I just don't really care if Apple gets a larger cut of the venue or if these large corporations do. Even on Desktop things aren't that great. My friends and I wanted to play Civ VI recently and they were on the Epic game store and I had purchased the game on Steam and they weren't compatible for cross-platform play. I know that's mostly a one-off, but it's not like I can buy Nintendo's games on Steam, nor can I transfer my license of Elden Ring on Xbox to my Epic Game Store.

None of this helps small developers they just now have to publish their games to multiple app stores which you may or may not have or may or may not want to set up an account for and you're paying Epic 17% instead of Apple.

Of course you can argue (and should, in my view) that those things suck and we shouldn't support those things either and I would agree! But where I disagree is then saying well Apple's the only malicious actor here. They're all in it together.

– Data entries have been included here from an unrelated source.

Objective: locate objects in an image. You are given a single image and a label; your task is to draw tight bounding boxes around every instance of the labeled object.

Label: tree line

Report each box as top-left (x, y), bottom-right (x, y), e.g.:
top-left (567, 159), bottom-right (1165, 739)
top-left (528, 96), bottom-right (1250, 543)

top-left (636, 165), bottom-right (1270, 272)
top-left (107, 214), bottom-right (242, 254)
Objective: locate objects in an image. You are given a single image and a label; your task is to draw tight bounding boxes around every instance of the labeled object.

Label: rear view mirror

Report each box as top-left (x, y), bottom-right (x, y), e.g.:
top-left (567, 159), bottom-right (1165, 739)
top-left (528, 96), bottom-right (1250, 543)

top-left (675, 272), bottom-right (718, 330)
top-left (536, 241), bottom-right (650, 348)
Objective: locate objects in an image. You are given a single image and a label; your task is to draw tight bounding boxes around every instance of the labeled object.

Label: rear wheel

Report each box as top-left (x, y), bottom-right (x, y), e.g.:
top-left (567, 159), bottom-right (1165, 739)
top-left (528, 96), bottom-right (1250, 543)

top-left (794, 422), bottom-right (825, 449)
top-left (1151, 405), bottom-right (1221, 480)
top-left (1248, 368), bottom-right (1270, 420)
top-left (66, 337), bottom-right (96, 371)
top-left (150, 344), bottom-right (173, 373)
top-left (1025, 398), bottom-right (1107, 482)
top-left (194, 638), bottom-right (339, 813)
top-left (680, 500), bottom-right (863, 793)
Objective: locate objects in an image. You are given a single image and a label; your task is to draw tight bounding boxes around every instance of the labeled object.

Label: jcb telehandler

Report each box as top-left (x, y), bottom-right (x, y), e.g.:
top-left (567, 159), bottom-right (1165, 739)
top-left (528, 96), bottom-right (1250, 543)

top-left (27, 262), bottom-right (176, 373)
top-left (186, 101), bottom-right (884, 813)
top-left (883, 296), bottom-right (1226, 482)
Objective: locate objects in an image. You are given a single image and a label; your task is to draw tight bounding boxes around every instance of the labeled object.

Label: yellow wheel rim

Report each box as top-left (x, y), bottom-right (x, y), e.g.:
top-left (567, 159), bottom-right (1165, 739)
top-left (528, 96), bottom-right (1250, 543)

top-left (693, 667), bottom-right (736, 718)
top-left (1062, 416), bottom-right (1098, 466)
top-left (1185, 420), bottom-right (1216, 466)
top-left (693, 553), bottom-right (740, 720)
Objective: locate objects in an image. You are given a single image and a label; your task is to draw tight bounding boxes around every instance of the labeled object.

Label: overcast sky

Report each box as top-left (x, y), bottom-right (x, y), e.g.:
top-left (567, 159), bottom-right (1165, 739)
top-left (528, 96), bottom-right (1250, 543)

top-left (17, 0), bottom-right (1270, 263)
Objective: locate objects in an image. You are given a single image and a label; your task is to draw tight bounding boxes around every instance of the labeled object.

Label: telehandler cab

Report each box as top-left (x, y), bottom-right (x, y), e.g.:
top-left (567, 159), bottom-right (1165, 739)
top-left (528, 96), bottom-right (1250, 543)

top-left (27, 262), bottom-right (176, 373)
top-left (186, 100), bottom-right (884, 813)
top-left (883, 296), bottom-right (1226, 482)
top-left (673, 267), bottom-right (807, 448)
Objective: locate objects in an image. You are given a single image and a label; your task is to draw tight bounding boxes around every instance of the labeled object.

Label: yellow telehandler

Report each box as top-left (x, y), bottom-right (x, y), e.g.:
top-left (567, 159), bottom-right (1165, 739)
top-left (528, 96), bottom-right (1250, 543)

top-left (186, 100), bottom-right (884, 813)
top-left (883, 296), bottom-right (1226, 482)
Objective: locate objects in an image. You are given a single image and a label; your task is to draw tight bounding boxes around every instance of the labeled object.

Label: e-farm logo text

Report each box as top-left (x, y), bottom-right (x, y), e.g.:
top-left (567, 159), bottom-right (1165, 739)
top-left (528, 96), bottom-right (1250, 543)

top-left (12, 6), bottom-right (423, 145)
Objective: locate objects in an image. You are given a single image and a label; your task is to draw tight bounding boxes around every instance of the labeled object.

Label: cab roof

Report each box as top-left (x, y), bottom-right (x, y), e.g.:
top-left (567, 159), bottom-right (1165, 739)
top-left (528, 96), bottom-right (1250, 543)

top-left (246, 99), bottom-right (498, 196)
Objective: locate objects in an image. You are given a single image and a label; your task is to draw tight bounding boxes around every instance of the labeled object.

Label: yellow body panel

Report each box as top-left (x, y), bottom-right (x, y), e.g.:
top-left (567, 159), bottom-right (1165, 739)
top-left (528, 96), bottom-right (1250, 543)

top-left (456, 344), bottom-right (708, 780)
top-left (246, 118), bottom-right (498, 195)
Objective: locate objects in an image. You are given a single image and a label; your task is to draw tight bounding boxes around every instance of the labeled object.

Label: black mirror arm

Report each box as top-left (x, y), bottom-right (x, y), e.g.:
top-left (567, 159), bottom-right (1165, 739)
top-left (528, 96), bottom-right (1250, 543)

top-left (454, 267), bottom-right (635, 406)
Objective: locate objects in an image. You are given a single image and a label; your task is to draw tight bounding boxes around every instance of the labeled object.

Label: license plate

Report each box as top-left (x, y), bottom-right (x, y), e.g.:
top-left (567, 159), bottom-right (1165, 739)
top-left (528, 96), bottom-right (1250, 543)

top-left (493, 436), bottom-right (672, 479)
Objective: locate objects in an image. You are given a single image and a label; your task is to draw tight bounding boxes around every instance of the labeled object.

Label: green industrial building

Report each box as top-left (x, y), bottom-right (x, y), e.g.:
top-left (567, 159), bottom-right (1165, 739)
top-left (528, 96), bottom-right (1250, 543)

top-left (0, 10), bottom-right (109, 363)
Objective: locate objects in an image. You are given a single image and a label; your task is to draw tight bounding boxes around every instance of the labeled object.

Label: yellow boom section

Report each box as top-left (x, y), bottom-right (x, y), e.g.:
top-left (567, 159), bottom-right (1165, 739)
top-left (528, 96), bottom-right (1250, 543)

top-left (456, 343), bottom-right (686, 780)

> Pending evidence, you're just wrong. As a user of Android I will tell you from firsthand experience that my absolute favorite apps would not exist without sideloading. MacOS and Windows simply wouldn't have games at all if their distribution terms weren't free enough to attract publishers. And if you sort the iOS app store by top-grossing games, you'll quickly realize that the iPhone doesn't have real games either. Publishers like Nintendo left after their initial experiments - others like Epic and Microsoft were literally forced to leave.

Well, it is a recent change. So yes it is pending evidence. If Epic and Microsoft left it's because they want to gain control and more of the Apple revenue slice instead of paying out. Neither helps small game developers. Most of the limitation on mobile for gaming is that mobile gaming sucks and always will because the interface is bad compared to keyboard and mouse or a controller.

> You say that Epic's fee is just as bad as Apple's, but you don't substantiate how that's worse for users. Having two similar fees encourages competition - it creates an incentive to innovate in delivery and provide a superior service to users. Apple can charge twice as much if they want, but they (same as Epic) have to justify their pricing for it to compete fairly. Currently Apple answers to no one, which creates an obvious price fixing incentive on their behalf. This is demonstrably anticompetitive.

Well as a user now I have to install yet another app that has my payment information and its own arbitrary rules. I might forget what App Store has what app. Maybe Epic makes me agree to some privacy considerations that Apple didn't in order to play their game and they only publish this "must-have" game on their store so they can collect data on me.

As someone who uses a Mac it's frustrating that not all games work on macOS. Why does Microsoft get to release Age of Empires only on the Windows-only Xbox Game Store (or whatever)? That's ok? There's a lot more of these dark patterns going on than these companies are leading you to believe.

YMMV but stores are incentivized to conduct activities to keep people using their store. Sometimes it's helpful to users and results in lower cost, other times it results in gatekeeping and other things that suck. My point is just that it's not a net moral good, but instead it's neutral and probably worse for developers since they have more bureaucracy to deal with and users since they have to deal with all of these app stores and payment mechanisms and whatnot.

> Have you ever considered that it's not contrarian, and just wrong?

I've considered it, and then considered that it's not wrong and it's just contrarian to what most people here on HN think.

Most people day-to-day don't really care about this and just prefer a single App Store, but then on HN people who like to jailbreak their phones and install and tinker with their phones and want lots of app stores with apps and are over-represented here.